How do you bring ideas to life?

Research, plan 5 years in advance and then forget the 5-year plan and focus solely on achieving only the next sequential step in the plan. Before you realize it, the idea will be alive and flourishing.

What’s one trend that excites you?

Islamic Finance

What is one habit of yours that makes you more productive as an entrepreneur?

Focus on achieving the result.

What advice would you give your younger self?

Find more mentors and follow their advice more. Don’t work hard; work hard at working smart.

Tell us something that’s true that almost nobody agrees with you on.

Nothing is impossible; it is only you who stops yourself from achieving it.

As an entrepreneur, what is the one thing you do over and over and recommend everyone else do?

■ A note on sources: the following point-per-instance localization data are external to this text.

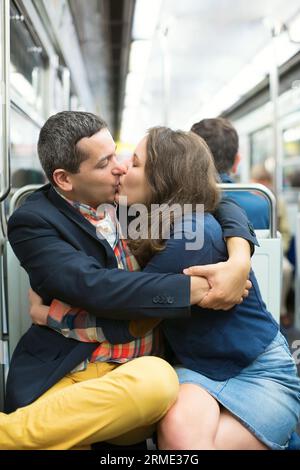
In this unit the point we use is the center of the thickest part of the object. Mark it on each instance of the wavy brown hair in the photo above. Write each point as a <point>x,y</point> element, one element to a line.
<point>179,170</point>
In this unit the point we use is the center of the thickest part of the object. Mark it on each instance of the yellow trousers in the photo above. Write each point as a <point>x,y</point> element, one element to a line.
<point>106,402</point>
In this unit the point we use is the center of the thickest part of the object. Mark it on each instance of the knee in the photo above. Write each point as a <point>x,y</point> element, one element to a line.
<point>171,430</point>
<point>158,387</point>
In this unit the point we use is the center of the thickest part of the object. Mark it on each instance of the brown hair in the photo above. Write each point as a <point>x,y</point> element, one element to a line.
<point>179,170</point>
<point>222,139</point>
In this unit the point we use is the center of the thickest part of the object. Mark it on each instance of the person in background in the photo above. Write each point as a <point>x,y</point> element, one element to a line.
<point>223,142</point>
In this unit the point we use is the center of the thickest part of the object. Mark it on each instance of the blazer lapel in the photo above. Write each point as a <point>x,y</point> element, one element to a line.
<point>70,212</point>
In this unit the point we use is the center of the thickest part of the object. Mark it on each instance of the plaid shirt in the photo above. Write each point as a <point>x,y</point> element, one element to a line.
<point>80,325</point>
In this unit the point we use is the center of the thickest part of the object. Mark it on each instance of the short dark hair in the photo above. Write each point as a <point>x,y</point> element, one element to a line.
<point>59,136</point>
<point>222,139</point>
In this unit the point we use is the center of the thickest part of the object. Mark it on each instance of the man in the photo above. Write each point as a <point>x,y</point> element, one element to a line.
<point>58,246</point>
<point>223,141</point>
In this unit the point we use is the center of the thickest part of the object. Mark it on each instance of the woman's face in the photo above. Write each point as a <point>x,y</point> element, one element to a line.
<point>133,184</point>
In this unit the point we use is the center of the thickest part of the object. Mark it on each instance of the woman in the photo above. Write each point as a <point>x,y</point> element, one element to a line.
<point>239,385</point>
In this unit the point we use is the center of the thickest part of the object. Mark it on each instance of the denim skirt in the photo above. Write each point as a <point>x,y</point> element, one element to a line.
<point>264,397</point>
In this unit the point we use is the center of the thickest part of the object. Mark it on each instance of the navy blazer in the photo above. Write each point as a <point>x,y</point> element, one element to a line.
<point>65,259</point>
<point>216,343</point>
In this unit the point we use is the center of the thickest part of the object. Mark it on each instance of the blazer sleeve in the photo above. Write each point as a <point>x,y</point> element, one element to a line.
<point>58,270</point>
<point>234,222</point>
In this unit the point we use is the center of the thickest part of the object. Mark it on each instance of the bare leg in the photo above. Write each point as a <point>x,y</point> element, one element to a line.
<point>196,421</point>
<point>192,422</point>
<point>232,435</point>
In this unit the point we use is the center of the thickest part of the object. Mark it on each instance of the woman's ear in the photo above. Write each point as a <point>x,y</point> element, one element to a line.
<point>62,180</point>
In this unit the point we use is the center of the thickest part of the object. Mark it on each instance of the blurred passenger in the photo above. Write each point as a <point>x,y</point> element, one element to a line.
<point>69,244</point>
<point>223,141</point>
<point>259,174</point>
<point>239,386</point>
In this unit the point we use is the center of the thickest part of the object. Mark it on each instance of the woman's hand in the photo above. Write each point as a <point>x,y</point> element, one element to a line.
<point>37,311</point>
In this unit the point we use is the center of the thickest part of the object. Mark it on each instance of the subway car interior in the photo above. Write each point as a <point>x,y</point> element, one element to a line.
<point>145,63</point>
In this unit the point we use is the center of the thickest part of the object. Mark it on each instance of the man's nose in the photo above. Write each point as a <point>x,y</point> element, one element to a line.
<point>120,168</point>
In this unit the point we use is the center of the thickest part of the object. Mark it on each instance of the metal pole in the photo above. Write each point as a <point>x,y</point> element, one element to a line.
<point>274,93</point>
<point>165,74</point>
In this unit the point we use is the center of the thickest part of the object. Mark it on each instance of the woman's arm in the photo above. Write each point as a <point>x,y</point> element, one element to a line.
<point>71,322</point>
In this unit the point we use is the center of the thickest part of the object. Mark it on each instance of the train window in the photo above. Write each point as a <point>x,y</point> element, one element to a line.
<point>291,154</point>
<point>25,166</point>
<point>27,63</point>
<point>261,145</point>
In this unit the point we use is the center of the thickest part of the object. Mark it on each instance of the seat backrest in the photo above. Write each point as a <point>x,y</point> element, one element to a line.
<point>17,280</point>
<point>267,266</point>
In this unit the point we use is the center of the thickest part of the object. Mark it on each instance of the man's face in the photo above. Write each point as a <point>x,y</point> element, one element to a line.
<point>98,177</point>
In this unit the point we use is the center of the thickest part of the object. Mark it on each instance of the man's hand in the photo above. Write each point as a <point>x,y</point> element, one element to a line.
<point>37,311</point>
<point>226,287</point>
<point>199,289</point>
<point>228,281</point>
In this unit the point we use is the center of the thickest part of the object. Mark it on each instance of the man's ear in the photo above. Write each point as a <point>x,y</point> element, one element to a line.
<point>62,180</point>
<point>235,165</point>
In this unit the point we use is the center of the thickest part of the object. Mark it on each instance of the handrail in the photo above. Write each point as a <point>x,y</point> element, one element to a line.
<point>267,193</point>
<point>20,193</point>
<point>5,102</point>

Read. Knowledge and information are essential and videos and sound bites are inadequate for profound insight and inspiration.

What is one strategy that has helped you grow your business?

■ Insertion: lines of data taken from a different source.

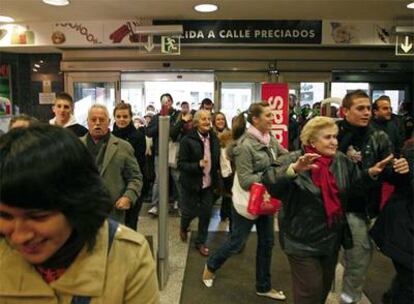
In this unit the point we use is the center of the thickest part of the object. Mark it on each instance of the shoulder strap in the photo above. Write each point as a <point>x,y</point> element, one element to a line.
<point>112,228</point>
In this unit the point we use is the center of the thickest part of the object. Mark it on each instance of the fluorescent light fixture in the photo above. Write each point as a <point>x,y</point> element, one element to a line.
<point>206,8</point>
<point>57,2</point>
<point>158,29</point>
<point>404,29</point>
<point>6,19</point>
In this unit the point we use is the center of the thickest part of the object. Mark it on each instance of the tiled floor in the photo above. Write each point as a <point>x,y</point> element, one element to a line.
<point>178,250</point>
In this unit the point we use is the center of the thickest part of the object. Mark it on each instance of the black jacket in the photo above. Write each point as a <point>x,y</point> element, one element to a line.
<point>375,145</point>
<point>390,127</point>
<point>393,231</point>
<point>190,154</point>
<point>152,128</point>
<point>137,140</point>
<point>302,219</point>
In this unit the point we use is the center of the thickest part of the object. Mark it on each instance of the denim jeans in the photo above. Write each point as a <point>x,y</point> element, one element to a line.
<point>357,259</point>
<point>197,204</point>
<point>265,240</point>
<point>155,187</point>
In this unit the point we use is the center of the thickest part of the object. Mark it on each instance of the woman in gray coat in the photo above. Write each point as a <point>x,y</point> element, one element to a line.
<point>253,151</point>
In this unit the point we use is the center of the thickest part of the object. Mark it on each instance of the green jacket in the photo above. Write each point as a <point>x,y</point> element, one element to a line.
<point>125,276</point>
<point>120,172</point>
<point>252,158</point>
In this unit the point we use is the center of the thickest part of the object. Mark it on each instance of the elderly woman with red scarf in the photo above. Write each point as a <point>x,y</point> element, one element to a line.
<point>313,185</point>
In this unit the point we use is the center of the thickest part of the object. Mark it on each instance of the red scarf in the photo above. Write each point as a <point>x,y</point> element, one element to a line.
<point>50,274</point>
<point>324,179</point>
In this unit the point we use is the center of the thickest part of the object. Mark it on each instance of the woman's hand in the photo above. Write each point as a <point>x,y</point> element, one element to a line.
<point>379,166</point>
<point>305,162</point>
<point>123,203</point>
<point>401,166</point>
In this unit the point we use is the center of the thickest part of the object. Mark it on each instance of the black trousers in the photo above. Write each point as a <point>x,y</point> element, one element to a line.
<point>197,204</point>
<point>131,215</point>
<point>312,277</point>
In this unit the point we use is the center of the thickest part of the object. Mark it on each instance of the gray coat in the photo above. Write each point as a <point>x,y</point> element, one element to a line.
<point>252,158</point>
<point>120,173</point>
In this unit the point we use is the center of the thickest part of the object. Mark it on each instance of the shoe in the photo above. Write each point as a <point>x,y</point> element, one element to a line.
<point>183,236</point>
<point>153,211</point>
<point>208,277</point>
<point>204,251</point>
<point>175,205</point>
<point>273,294</point>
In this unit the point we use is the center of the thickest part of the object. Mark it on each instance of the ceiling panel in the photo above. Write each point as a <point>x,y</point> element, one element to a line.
<point>36,10</point>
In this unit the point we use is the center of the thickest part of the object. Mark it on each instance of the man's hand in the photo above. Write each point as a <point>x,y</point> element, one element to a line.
<point>123,203</point>
<point>401,166</point>
<point>305,162</point>
<point>203,163</point>
<point>379,166</point>
<point>187,117</point>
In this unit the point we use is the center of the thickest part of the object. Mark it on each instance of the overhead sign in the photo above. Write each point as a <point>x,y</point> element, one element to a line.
<point>277,95</point>
<point>404,45</point>
<point>170,45</point>
<point>249,31</point>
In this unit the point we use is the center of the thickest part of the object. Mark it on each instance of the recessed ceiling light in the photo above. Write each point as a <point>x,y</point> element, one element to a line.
<point>206,8</point>
<point>6,19</point>
<point>57,2</point>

Find a wave and ride it! A business can’t help but succeed if it is riding a wave of market demand. An example is baby boomers – any business that targeted their demand and rode that wave couldn’t help but grow regardless of how incompetently managed. When the wave crests, consolidation in the industry will take out the less efficient operators, but those operators will be far larger and more successful than efficiently managed businesses in niche industries. Identifying early markets that will grow with overwhelming demand and inadequate capacity is key.

What is one failure you had as an entrepreneur, and how did you overcome it?

I couldn’t see my way to letting go of controlling interest of a proposed venture because I believed it was critical to its success that control was vested in a specific group with a specific profile reflecting its niche customers. I was willing to give a strategically necessary and powerful investor group, who was providing 90% of the funding and the highest levels of relationships, 49% of the company but not 51% as they required. For that 2% difference, the deal did not proceed, and the venture collapsed and failed. With hindsight, I learned better to have 2% of that gargantuan pie than 51% of no pie! Successfully concluding that venture (even with only 49%) would have forever catapulted my business reputation and future business dealings into the world of mega-finance. Better to have taken one step back (by giving up the 2%) in order to have gone five steps forward. ‘Control’ of the deal is not as important as achieving the result (a successful deal) so that one can continue their journey to the final destination on an easier path. Too many entrepreneurs focus on keeping control. My go-forward rule is don’t be myopic, give up what you need to in the short term for the long term benefit.

What is your favorite quote?

Losers have excuses, winners have reasons, but Successes have RESULTS!